Some statistical tests for gene(s) localisation/co-localisation that can be performed using CellSP include:
Testing per cell - does a cell have significant sub-cellular localisation of a set of genes or gene-pairs?
Testing across multiple cells - do cells belonging to a cell type/cluster have significant sub-cellular localisation of a gene or gene pair?
Testing across multiple groups/samples - are specific genes differentially localized/co-localized in two cell types/clusters from one sample or a cell type/cluster from two different conditions?
22.5.2 SpaGNN
SpaGNN (Fang et al. 2023) is another Python-based pipeline for sub-cellular analyses, including:
Sub-cellular clustering of transcript locations into sub-cellular patches with high transcript density using Leiden graph clustering.

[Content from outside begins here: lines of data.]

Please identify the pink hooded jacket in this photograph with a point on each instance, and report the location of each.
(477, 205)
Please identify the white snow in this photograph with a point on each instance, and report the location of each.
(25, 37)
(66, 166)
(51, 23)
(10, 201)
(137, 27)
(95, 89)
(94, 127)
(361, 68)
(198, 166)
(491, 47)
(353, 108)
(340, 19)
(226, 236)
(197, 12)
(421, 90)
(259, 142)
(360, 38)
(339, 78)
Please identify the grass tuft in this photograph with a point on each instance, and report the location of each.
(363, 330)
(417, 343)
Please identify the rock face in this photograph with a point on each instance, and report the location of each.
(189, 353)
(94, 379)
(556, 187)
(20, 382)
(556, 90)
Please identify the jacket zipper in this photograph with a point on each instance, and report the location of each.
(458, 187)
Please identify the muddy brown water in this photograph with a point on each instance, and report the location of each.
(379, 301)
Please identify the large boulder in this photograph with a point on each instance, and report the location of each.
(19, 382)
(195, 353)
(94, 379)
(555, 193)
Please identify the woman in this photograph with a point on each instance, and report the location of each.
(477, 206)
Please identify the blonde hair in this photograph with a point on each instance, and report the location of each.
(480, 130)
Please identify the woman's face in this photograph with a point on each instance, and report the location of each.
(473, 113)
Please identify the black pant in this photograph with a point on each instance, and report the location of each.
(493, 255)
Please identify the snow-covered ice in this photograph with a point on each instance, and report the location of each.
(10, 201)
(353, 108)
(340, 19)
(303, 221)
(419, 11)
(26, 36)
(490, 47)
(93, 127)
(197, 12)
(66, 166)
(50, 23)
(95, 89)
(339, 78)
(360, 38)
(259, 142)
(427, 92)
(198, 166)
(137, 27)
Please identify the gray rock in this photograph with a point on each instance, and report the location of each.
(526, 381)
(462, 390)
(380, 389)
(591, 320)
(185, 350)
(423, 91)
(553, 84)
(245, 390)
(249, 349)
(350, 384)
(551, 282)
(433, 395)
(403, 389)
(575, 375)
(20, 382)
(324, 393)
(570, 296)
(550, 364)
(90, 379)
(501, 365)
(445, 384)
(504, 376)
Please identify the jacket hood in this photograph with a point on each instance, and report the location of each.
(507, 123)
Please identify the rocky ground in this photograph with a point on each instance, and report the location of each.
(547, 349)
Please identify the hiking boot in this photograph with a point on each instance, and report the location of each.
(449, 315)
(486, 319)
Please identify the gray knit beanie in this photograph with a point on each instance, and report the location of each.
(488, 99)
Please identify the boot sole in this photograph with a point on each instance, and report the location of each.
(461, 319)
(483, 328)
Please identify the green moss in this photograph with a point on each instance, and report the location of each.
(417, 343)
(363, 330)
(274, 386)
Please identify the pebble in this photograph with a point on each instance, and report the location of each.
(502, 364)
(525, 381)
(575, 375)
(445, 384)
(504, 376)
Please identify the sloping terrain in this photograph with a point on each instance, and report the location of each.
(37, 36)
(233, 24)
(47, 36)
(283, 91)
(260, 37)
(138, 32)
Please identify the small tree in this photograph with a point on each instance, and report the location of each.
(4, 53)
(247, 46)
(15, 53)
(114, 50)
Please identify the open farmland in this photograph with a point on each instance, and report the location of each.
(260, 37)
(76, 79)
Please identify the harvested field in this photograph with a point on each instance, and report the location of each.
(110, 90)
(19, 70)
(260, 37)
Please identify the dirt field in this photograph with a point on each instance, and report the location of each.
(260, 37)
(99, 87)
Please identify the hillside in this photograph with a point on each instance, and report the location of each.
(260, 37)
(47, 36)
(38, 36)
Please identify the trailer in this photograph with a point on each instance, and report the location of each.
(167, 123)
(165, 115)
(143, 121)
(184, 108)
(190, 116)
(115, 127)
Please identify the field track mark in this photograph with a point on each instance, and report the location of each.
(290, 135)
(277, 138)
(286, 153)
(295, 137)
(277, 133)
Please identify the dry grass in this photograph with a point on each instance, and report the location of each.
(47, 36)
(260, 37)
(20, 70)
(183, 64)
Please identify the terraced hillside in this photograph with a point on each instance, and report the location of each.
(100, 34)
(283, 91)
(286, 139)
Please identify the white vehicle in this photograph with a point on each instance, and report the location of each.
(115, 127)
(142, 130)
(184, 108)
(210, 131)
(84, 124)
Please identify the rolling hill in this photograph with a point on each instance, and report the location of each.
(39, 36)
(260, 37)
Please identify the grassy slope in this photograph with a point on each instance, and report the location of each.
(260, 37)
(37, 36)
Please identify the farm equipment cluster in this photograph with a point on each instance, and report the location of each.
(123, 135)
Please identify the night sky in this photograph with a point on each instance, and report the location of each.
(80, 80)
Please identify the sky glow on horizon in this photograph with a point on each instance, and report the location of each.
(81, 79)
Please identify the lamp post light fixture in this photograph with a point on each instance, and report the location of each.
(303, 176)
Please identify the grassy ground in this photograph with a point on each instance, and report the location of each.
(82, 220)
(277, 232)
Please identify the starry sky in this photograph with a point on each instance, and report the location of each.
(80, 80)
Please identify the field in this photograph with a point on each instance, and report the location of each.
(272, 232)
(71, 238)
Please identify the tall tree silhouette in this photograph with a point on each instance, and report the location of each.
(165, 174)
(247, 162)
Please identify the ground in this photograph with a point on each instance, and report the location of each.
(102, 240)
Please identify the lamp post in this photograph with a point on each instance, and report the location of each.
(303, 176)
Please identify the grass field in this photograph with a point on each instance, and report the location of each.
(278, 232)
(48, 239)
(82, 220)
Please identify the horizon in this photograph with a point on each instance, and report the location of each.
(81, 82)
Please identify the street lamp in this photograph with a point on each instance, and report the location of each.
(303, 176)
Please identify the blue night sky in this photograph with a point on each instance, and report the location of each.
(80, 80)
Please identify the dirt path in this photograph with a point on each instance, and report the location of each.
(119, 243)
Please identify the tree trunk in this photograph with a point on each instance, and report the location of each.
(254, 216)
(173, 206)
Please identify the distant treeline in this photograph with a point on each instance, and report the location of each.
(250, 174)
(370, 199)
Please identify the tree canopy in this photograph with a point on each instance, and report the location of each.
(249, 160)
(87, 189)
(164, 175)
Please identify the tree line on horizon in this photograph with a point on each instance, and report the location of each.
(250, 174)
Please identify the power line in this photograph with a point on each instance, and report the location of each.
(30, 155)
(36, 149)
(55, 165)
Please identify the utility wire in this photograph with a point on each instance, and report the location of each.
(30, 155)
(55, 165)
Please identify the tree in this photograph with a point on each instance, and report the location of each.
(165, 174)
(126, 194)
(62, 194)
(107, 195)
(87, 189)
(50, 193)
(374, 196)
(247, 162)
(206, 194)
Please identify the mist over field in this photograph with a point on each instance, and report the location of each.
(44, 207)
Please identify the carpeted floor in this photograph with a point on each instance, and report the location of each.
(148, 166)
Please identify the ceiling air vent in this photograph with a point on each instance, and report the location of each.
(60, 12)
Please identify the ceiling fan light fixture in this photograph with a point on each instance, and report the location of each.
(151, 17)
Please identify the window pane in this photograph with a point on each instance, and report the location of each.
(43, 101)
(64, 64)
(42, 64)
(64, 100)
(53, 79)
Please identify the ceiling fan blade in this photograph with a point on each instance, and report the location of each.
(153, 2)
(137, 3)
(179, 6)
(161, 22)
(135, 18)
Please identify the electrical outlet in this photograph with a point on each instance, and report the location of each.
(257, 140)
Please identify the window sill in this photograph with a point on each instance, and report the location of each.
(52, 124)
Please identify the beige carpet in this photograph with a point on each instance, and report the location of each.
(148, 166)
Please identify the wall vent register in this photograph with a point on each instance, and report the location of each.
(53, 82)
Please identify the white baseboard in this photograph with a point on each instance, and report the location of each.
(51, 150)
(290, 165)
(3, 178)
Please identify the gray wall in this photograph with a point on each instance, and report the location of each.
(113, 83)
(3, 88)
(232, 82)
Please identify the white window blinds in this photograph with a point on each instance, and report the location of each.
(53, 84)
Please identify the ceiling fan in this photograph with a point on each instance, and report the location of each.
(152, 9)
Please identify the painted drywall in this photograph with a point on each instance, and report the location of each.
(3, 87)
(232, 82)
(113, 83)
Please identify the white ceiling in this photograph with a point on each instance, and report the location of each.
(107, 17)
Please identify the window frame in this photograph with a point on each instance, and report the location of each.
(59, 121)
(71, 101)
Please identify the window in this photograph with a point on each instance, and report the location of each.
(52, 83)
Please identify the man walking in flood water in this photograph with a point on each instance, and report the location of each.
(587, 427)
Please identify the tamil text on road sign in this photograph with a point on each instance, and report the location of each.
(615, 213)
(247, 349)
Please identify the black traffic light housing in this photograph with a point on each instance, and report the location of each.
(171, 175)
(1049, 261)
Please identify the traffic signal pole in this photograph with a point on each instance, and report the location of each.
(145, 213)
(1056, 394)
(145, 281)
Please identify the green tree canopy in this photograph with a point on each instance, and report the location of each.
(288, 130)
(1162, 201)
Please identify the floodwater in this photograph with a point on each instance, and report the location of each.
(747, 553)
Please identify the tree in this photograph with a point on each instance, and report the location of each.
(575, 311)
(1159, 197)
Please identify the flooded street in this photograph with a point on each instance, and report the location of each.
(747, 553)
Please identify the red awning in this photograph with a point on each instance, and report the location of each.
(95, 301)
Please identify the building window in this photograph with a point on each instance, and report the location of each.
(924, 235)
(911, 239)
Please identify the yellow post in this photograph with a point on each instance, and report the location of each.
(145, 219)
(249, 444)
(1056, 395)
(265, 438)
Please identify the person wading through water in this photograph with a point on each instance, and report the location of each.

Sub-cellular patch analysis, where transcripts of each gene in each patch are summed to generate a patch x gene counts data. This is used to calculate Pearson’s correlation between genes across all patches, to identify gene pairs that often co-localize. The statistical significance of these correlation values can be assessed using a t-test.
Sub-cellular local neighborhoods are detected within a patch by identifying 9 nearest neighbors of each transcript in the patch. Further analysis involves summing transcript counts in the local neighborhoods and calculating Pearson’s correlation between genes. Through permutation analysis, a proximity score is calculated for each gene pair in the patch.
Depending on availability of cell type data, additional questions can be asked. For example, how similar are the patch correlations between same/different cell types, or how consistent is the sub-cellular co-localisation of a gene pair in same/different cell types?
22.6 Considerations
22.6.1 2D versus 3D
A majority of the molecule-resolved SRT data are 2D projections of 3D structures, such as cells, organelles, or even processes like RNA transport. A few imaging-based SRT technologies are capable of measuring tissue depth as z-axis, generating 3D coordinates with a sparse z-axis. However, working with 2D vs 3D data is not so different, since spatial relations are often captured as neighborhoods defined by Euclidean or other distance measures between locations, irrespective of coordinate dimension. Therefore, many tools are able to use n-dimension coordinates for measuring spatial relationships. For example, ClusterMap can use 3D coordinates by using z_radius for z-axis data, if its available, whereas for 2D coordinates it sets z_radius = 0 (He et al. 2021).